Kamel Daoud's novel The Meursault Investigation (Meursault, contre-enquête, 2013) is a retelling of and sequel to The Stranger / L'Étranger by Albert Camus. But that is not the only Camus novel it references. According to the Wikipedia article about the novel,

Another of Camus's novels, The Fall, is referenced in Daoud's book through the narrative style.

However, this claim does not have a source to back it up. The French Wikipedia article about the novel, by contrast, does not contain such a claim. Does The Meursault Investigation really reference The Fall through its narrative style and, if yes, how?

NB: It was pointed out in a now deleted comment that the claim about the reference to the fall was added by an IP-only user, which appears to reduce the claim's validity.


1 Answer 1


The most striking characteristic that Camus's The Fall / La Chute and Daoud's Meursault, contre-enquête have in common is that they are written as a second-person narrative.

In La Chute, the main character tells his story to another person whom he addresses as "vous" ("you", polite form); neither the main character nor the other person formally introduce themselves to each other. The same applies to Meursault, contre-enquête, although here the main character addresses the other person as "tu" ("you", informal form). We gradually learn that he is the brother of the "Arab" shot by Meursault but we find out his name only indirectly, when he cites the words of his dead brother's ghost.

In both novels, the narrator and the listener initially meet each other in a bar; the bar Mexico-City in Amsterdam in La Chute and the bar Djebel Zendel (named after a mountain) in Oran in Meursault, contre-enquête. The chapters that follow continue the narrative on subsequent encounters.

We learn very little about the "listener" in both novels. In La Chute, the listener is a compatriot, i.e. a Frenchman. We learn at the very end of the novel that is a lawyer, just like the narrator used to be. In Daoud's novel, we gradually learn that the listener comes from Paris, that he has read the novel about Meursault and that he wants to write some sort of thesis based on it.

We don't find out what this secondary character says or does, except when the main character responds to or comments on something said by the listener. the closest analogy to this type of narrative is overhearing one side of a telephone conversation, so you can only infer what the person at the other line has said based on the reactions of the person you can actually hear.

Below is an example from the first chapter of Daoud's novel:

En poussant la porte de ce bar, tu as ouvert une tombe, mon jeun ami. Est-ce que tu as le livre dans ton cartable? D'accord, fais le disciple et lis-moi les premiers passages ...
Tu as compris? Non? Je t'explique.


When you pushed the door to this bar, you opened a grave, my young friend. Do you have the book with you in your briefcase? OK, play the disciple and read to me the fist passages ...
Have you understood? No? I'll explain it to you.

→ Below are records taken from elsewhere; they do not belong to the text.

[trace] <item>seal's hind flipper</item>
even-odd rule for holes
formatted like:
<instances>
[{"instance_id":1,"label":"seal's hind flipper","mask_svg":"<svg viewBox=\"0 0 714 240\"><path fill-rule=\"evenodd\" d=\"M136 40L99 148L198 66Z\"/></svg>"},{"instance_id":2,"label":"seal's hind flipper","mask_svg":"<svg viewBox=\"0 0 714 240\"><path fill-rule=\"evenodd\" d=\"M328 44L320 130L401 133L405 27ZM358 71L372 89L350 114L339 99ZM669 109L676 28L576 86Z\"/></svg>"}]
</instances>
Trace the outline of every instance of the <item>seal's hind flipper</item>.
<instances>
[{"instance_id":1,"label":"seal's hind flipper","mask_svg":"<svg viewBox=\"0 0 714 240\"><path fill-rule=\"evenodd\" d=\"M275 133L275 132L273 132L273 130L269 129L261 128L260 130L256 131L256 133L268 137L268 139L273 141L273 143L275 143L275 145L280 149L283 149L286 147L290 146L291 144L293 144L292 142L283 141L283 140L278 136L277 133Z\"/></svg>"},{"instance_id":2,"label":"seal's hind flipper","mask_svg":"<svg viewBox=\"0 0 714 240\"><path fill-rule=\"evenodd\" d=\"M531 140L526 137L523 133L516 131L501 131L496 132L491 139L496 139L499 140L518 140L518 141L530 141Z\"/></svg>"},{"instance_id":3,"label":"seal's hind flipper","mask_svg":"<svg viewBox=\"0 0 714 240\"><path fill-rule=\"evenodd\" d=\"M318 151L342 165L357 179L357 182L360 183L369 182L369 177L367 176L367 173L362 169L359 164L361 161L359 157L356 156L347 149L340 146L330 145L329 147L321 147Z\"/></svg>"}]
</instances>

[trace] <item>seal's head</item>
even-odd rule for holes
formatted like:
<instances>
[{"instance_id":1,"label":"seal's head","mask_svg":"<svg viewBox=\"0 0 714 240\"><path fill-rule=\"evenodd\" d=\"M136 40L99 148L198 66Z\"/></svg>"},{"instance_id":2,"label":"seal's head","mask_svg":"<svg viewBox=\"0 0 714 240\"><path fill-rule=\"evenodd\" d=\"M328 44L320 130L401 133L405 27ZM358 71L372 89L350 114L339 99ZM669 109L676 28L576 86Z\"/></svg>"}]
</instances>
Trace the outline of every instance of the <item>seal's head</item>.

Below is an example from the first chapter of La Chute:

Quand je vivais en France, je ne pouvais rencontrer un homme d'esprit sans qu'aussitôt j'en fisse ma société. Ah! je vois que vous bronchez sur cette imparfait du subjonctif.


When I lived in France, I could not meet a wit without seeking his companionship. Oh! I see you react negatively to that imperfect subjunctive.

Conclusion: Both La Chute and the Meursault, contre-enquête take the form of a confession to an anonymous listener whom the main character has met in a bar. The confession is spread out over a number of encounters. For this reason, the claim on Wikipedia that the narrative style in Daoud's novel is inspired Camus's La Chute is justified.